What I find really surprising is the increase in rates for 63-year olds: 37.5 percent for women and 22.7 percent for men. Recall that Obamacare forbids actuarially accurate underwriting by age. The difference in rates between young adults and older ones can be no greater than three to one. We’ve already discussed that this must raise rates for younger people, because actuarial consensus is that average health spending for 63-year olds is five times that of 22-year olds.
Politically, the purpose of squeezing the age bands is obvious: The younger person, who is unlikely to vote, subsidizes the older person, who is much more likely to vote. If this had happened, I expect Obamacare would be more popular than it is today.
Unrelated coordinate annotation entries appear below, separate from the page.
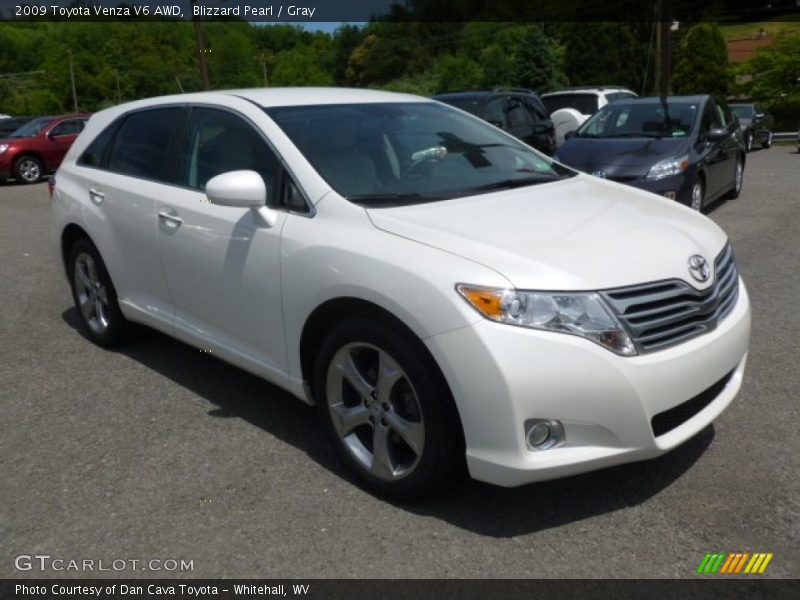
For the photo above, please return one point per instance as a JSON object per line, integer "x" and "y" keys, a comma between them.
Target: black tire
{"x": 441, "y": 463}
{"x": 736, "y": 190}
{"x": 697, "y": 187}
{"x": 28, "y": 169}
{"x": 110, "y": 330}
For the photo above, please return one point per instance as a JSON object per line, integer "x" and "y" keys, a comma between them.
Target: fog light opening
{"x": 543, "y": 434}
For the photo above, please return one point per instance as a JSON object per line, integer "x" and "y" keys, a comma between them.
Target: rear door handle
{"x": 170, "y": 219}
{"x": 96, "y": 196}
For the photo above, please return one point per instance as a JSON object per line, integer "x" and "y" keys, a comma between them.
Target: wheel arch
{"x": 69, "y": 235}
{"x": 325, "y": 317}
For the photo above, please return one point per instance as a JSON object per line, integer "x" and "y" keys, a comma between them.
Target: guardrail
{"x": 790, "y": 135}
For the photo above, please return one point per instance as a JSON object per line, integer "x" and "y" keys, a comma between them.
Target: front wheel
{"x": 94, "y": 296}
{"x": 738, "y": 179}
{"x": 388, "y": 409}
{"x": 696, "y": 199}
{"x": 28, "y": 169}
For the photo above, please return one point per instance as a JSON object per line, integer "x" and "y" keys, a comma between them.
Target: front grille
{"x": 668, "y": 420}
{"x": 665, "y": 313}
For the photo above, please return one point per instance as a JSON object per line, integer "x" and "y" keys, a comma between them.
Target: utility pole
{"x": 201, "y": 48}
{"x": 263, "y": 59}
{"x": 72, "y": 79}
{"x": 664, "y": 53}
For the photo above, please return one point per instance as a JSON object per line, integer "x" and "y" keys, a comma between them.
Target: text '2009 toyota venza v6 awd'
{"x": 451, "y": 299}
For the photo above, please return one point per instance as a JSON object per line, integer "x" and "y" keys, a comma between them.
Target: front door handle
{"x": 170, "y": 219}
{"x": 96, "y": 196}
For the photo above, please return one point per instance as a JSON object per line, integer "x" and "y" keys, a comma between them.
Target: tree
{"x": 536, "y": 63}
{"x": 603, "y": 54}
{"x": 702, "y": 66}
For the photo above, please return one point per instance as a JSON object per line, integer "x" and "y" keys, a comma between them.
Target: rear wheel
{"x": 696, "y": 199}
{"x": 94, "y": 296}
{"x": 28, "y": 169}
{"x": 388, "y": 409}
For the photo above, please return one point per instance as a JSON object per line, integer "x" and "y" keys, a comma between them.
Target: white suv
{"x": 571, "y": 107}
{"x": 450, "y": 298}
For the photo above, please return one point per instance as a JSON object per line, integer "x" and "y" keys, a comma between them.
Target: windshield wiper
{"x": 392, "y": 199}
{"x": 507, "y": 184}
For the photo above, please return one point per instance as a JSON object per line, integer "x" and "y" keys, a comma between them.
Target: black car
{"x": 9, "y": 125}
{"x": 687, "y": 148}
{"x": 518, "y": 111}
{"x": 756, "y": 124}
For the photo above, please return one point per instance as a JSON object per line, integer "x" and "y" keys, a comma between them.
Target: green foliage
{"x": 702, "y": 66}
{"x": 535, "y": 62}
{"x": 603, "y": 54}
{"x": 772, "y": 76}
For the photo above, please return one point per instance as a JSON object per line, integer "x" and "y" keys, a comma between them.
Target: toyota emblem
{"x": 699, "y": 268}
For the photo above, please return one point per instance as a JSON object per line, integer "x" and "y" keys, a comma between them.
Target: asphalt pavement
{"x": 158, "y": 451}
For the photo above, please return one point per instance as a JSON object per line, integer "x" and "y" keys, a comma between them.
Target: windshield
{"x": 621, "y": 120}
{"x": 585, "y": 104}
{"x": 32, "y": 128}
{"x": 743, "y": 111}
{"x": 470, "y": 104}
{"x": 382, "y": 154}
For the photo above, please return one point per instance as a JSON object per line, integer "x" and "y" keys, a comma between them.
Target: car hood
{"x": 581, "y": 233}
{"x": 626, "y": 157}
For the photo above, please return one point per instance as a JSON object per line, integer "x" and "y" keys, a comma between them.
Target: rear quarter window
{"x": 140, "y": 147}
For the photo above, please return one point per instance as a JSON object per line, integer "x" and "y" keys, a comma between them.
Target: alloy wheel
{"x": 91, "y": 294}
{"x": 375, "y": 411}
{"x": 29, "y": 170}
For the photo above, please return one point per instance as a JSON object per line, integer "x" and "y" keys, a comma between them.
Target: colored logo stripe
{"x": 734, "y": 562}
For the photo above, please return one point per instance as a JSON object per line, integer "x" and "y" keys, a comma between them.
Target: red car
{"x": 37, "y": 148}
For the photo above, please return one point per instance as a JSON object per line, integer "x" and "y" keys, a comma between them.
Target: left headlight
{"x": 669, "y": 167}
{"x": 582, "y": 313}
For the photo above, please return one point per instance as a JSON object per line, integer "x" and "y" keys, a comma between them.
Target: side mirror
{"x": 718, "y": 134}
{"x": 244, "y": 189}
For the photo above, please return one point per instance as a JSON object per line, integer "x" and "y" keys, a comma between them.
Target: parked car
{"x": 569, "y": 108}
{"x": 37, "y": 148}
{"x": 756, "y": 124}
{"x": 448, "y": 297}
{"x": 686, "y": 148}
{"x": 518, "y": 111}
{"x": 9, "y": 125}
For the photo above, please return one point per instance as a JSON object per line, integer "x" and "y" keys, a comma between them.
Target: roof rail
{"x": 513, "y": 89}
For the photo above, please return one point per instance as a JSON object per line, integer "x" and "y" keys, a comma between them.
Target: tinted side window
{"x": 517, "y": 113}
{"x": 216, "y": 142}
{"x": 140, "y": 147}
{"x": 71, "y": 127}
{"x": 96, "y": 154}
{"x": 494, "y": 113}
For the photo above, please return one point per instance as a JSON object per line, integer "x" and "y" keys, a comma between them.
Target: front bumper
{"x": 502, "y": 375}
{"x": 675, "y": 187}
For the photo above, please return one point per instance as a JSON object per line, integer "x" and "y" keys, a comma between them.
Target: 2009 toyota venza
{"x": 449, "y": 298}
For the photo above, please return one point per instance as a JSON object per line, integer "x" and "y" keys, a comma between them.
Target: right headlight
{"x": 668, "y": 168}
{"x": 582, "y": 313}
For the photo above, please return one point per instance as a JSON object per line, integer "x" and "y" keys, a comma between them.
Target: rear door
{"x": 222, "y": 264}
Now, HealthPocket does point out that these are unsubsidized premiums: Obamacare disguises these true premiums by offering health insurers tax credits to reduce the net premium people pay, thus fooling many into thinking that premiums have gone down.
Another issue to point out is the difference in changes for men versus women. Obamacare’s supporters made a big show about outlawing “discrimination” against women, and forcing insurers to charge the same rate for both sexes. Premiums for women of child-bearing age had been higher primarily because of the costs of childbirth. However, this turns around after child-bearing age: Men have higher costs. So, Obamacare caused a higher increase in premiums for older women than older men.